Whenever I look out of the window to find that snow has covered the country like a carpet of white dung, my first thoughts are not of some bucolic childhood memory of sledges and snowmen. Nor does it bring to mind whimsical scenes from some classic Christmas movie, where snow is always brilliant white and accompanied by the sound of bells. No, for me, the sight of snow automatically takes me back to the hours I spent in 1989, hunched over my Amiga, carefully traversing a frozen island in Mike Singleton's brilliant Midwinter.
I don't really want to think about what that says about me, but what it says about Midwinter is abundantly clear. It's a truly seminal game, years ahead of its time in both ideas and technology, and one that has been rather criminally overlooked in recent years.
Midwinter was a product of one of those wonderful transition periods for the game industry, when the hardware moves forward and ingenious developers move in to see what's been made possible. If Midwinter were made today, marketing people would fall over themselves to smother it in sales-boosting bullet points, flagrantly throwing phrases like "cross genre" around and losing the meaning along the way.
Midwinter crossed genres, not because it seemed like a commercially shrewd way of covering lots of demographics, but because Singleton was literally discovering and reinventing genres as he went along. It's a pioneering piece of game design simply because nobody knew how to do this stuff.
Set in the future, following an Emmerich-scale global catastrophe that results in the planet being smothered in snow and ice, Midwinter takes place on a frostbitten island populated by a scattering of small dwellings and the ruthless armed forces of one General Masters. It's up to you, as John Stark of the Free Villages Police Force, to rally the inhabitants of the island into action against Masters, waging a guerrilla campaign to drive him out and secure your freedom by sabotaging factories, rescuing prisoners and crippling radio masts. It's the way you do this that makes Midwinter so memorable and so influential.
It's a first-person shooter. Oh, and a stealth game. It's also a free-roaming openworld adventure. And a social role-playing game, of sorts. None of these genres really existed back in 1989, or at least they didn't exist as the chart-topping behemoths we know today. Midwinter was, and still is, a unique creature; a priceless transitional specimen in the fossil record of gaming.

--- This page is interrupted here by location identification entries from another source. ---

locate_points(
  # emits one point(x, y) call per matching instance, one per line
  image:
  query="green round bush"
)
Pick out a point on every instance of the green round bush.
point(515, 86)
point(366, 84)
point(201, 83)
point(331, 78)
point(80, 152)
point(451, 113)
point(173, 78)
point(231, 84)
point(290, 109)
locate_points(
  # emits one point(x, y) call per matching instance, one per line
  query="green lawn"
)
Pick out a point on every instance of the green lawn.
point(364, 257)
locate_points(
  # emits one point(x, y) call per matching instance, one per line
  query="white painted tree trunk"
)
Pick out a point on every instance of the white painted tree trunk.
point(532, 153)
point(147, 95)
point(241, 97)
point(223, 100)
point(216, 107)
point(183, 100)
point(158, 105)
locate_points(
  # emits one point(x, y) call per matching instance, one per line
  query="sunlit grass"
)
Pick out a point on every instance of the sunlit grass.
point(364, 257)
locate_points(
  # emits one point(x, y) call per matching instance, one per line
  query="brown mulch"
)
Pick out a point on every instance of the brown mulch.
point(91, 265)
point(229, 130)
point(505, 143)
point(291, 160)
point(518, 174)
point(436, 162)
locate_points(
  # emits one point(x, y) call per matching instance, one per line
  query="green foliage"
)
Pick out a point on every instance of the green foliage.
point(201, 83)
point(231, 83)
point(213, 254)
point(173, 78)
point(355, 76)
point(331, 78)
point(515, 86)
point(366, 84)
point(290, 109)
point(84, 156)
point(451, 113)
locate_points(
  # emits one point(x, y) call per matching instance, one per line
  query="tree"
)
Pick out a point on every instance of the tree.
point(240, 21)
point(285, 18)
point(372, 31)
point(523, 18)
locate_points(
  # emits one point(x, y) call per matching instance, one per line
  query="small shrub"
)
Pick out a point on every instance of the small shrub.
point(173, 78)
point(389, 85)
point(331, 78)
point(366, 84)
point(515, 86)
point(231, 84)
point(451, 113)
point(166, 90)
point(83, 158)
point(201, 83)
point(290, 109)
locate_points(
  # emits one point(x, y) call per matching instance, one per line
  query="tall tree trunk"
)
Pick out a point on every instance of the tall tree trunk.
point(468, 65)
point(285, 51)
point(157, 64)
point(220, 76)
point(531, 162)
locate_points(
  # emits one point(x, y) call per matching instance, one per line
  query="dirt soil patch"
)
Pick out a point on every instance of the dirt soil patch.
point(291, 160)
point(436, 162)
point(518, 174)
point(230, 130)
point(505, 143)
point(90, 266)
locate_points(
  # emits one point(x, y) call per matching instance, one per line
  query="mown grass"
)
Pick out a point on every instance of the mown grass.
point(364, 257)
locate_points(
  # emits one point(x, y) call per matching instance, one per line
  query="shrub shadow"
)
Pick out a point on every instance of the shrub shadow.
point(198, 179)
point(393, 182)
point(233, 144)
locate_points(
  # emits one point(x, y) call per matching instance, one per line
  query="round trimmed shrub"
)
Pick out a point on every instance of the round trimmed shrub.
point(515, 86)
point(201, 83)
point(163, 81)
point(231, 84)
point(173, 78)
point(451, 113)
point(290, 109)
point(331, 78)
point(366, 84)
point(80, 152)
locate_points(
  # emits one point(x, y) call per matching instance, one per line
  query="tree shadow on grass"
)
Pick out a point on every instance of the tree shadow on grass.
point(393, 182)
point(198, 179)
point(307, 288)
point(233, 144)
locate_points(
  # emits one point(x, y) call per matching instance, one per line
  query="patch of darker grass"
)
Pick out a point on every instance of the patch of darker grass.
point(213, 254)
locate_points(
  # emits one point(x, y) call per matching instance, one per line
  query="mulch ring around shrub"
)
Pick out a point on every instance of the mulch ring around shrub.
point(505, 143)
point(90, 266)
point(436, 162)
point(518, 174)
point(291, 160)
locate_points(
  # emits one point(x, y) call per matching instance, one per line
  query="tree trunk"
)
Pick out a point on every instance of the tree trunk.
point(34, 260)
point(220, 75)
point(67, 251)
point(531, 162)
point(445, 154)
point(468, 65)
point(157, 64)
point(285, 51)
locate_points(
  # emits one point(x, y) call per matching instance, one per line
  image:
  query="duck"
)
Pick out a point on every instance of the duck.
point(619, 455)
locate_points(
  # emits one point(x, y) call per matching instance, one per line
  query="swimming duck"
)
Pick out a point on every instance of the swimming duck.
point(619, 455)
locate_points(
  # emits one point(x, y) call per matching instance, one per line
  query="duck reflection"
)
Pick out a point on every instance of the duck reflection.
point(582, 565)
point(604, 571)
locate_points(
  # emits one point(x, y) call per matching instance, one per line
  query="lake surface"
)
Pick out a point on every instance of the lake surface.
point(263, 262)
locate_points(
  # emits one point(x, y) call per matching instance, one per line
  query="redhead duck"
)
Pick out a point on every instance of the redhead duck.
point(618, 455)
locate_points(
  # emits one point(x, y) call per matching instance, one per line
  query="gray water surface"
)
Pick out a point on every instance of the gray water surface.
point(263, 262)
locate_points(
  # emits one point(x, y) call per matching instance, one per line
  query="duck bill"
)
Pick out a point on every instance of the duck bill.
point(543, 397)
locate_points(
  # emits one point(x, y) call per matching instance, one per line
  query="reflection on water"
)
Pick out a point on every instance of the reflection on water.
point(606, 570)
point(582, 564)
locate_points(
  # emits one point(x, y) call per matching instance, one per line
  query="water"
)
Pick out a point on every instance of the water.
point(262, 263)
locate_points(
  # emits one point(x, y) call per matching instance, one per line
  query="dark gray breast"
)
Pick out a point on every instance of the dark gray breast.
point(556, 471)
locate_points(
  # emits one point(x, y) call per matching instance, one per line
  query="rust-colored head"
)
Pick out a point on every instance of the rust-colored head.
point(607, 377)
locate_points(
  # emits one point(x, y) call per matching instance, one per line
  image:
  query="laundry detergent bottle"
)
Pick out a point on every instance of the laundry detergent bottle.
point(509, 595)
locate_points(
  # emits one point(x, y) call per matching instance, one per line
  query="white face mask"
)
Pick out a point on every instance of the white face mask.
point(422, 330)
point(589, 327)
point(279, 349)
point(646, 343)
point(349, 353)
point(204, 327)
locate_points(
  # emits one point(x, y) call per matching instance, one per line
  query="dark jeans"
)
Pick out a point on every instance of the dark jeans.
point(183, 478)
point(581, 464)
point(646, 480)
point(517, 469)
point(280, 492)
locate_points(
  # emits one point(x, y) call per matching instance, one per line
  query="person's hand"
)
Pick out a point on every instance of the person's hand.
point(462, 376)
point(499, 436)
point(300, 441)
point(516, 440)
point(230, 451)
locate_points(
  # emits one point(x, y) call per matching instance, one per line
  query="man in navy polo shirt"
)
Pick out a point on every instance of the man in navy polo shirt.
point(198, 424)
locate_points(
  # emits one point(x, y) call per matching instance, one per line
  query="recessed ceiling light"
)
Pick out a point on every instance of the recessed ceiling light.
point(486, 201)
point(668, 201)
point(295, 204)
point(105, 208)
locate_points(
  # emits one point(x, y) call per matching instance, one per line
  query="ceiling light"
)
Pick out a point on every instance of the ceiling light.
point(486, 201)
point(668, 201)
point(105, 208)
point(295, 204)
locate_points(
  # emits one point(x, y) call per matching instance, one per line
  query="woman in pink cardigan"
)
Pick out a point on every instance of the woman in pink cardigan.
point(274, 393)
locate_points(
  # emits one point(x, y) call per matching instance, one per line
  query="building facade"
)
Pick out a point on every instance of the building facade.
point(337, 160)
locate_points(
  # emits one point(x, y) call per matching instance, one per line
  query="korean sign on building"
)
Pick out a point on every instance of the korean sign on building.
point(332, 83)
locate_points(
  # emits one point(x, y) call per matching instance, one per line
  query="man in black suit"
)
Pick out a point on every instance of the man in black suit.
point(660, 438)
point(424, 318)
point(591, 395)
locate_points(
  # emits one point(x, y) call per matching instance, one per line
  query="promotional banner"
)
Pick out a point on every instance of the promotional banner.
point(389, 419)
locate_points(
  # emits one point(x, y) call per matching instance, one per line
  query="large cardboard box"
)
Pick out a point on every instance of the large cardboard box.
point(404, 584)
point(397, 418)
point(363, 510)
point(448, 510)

Exploration is the beating heart of the game, and you were able to wander the vast 160,000 square mile gameworld in numerous ways. Skis were the default mode of transport, a frankly terrifying experience that saw you scrunching up triangular peaks only to hurtle down the other side at 50mph. The Snow Wolf snowmobile was more secure, and the go-to option for rapidly covering the vast distances between locations, though its speed made it a risky choice on such uncertain terrain. Finally, and most daringly, you could use a hang glider to swoop down from the mountainous peaks.
All were capable of crashing horribly, which brings us to Midwinter's first memorable innovation. Injuries could cripple your limbs, which in turn would impact your abilities. Damaged legs made skiing a problem. Wounded arms made it harder to shoot straight. There were no medpacks in Midwinter, but time literally healed all wounds. Find a safe lodging and bed down, and even the most mangled limbs got better.
Unfortunately, time was a more precious resource than the spurious notion of "health". That's because, along with everything else, Midwinter was also a turn-based strategy game. The goal was to reach the other inhabitants of the island and recruit them to your cause. Once you had more characters on board you would synchronise watches and gameplay then revolved around controlling them in turn, in two hour chunks. So you'd control one character from 8am to 10am, then hop back in time to control the next character during the same timeframe. In this way, you manoeuvred and plotted the best way to beat Masters and his omnipresent army of snowmobiles and planes.